Incident Report for OpenSRS

Postmortem

Incident Date: July 26, 2020
Incident Number: PR-1215

On July 26, 2020, at 10:50 AM ET, the Tucows Hosted Email platform experienced service degradation and email delivery delays impacting cluster A.

The service interruption was caused by a high load on a network storage device.

At 1:35 PM ET, The Engineering team successfully stopped all the processes that were causing high load and brought the services back online.

Tucows is in the process of increasing resources to further spread the load and eliminate future interruptions.

Thank you,

Tucows Engineering Team

Posted Jul 28, 2020 - 15:31 UTC

Resolved

Our engineering team has resolved the issue on cluster A that was impacting load times and email delay.

Incident Start Time: 07-26-2020 14:50:00 UTC
Incident End Time:07-26-2020 17:35:00 UTC
Total Duration:2 hours 45 mins
Posted Jul 26, 2020 - 18:21 UTC

Update

Engineering team is still working on resolving the identified issues to alleviate the load. We will provide further updates shortly.

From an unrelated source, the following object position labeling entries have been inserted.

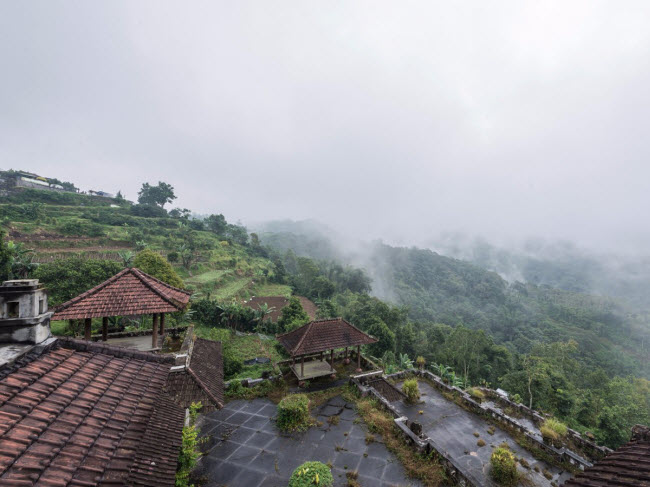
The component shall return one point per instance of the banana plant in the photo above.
(405, 362)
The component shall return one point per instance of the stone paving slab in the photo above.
(452, 430)
(245, 448)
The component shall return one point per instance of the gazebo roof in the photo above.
(322, 335)
(129, 292)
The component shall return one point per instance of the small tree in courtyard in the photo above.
(411, 390)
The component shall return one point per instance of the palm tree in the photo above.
(405, 363)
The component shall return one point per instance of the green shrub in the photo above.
(476, 393)
(504, 467)
(189, 449)
(411, 390)
(293, 413)
(311, 474)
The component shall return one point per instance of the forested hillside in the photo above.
(580, 357)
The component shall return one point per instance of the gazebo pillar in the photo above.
(162, 323)
(154, 331)
(87, 323)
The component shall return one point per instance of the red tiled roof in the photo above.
(129, 292)
(629, 466)
(72, 417)
(279, 302)
(322, 335)
(202, 381)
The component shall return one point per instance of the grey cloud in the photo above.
(396, 120)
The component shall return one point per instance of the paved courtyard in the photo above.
(245, 448)
(452, 429)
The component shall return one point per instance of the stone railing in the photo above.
(421, 443)
(590, 449)
(366, 363)
(559, 455)
(137, 333)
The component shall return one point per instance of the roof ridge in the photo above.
(142, 276)
(149, 276)
(113, 350)
(302, 338)
(91, 291)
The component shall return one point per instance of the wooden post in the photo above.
(105, 328)
(87, 323)
(154, 331)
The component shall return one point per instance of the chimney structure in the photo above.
(24, 316)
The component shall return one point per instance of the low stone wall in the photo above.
(352, 355)
(559, 455)
(137, 333)
(422, 443)
(593, 451)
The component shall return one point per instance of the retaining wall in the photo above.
(559, 455)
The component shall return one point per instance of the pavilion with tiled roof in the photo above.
(628, 466)
(201, 380)
(83, 413)
(318, 337)
(130, 292)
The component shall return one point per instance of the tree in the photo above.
(157, 266)
(384, 335)
(6, 257)
(292, 316)
(182, 213)
(237, 234)
(158, 195)
(22, 264)
(216, 224)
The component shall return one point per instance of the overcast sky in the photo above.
(394, 119)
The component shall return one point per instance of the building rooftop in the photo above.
(130, 292)
(322, 335)
(201, 380)
(88, 414)
(629, 466)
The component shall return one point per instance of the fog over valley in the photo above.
(388, 121)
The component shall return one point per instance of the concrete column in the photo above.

Customers may experience longer load time and email delays.
Posted Jul 26, 2020 - 17:21 UTC

Identified

Engineering team has identified issues that were causing high load on one of our storage devices. They are currently working on resolving them to alleviate the load.

Customers may experience longer load time and email delays.
Posted Jul 26, 2020 - 16:21 UTC

Investigating

We are experiencing high load issue in one of our storage devices which is causing email delays in Cluster A. We have engaged the engineering team and they are currently investigating the issue.
Posted Jul 26, 2020 - 15:24 UTC
This incident affected: Hosted Email (Cluster A, Webmail).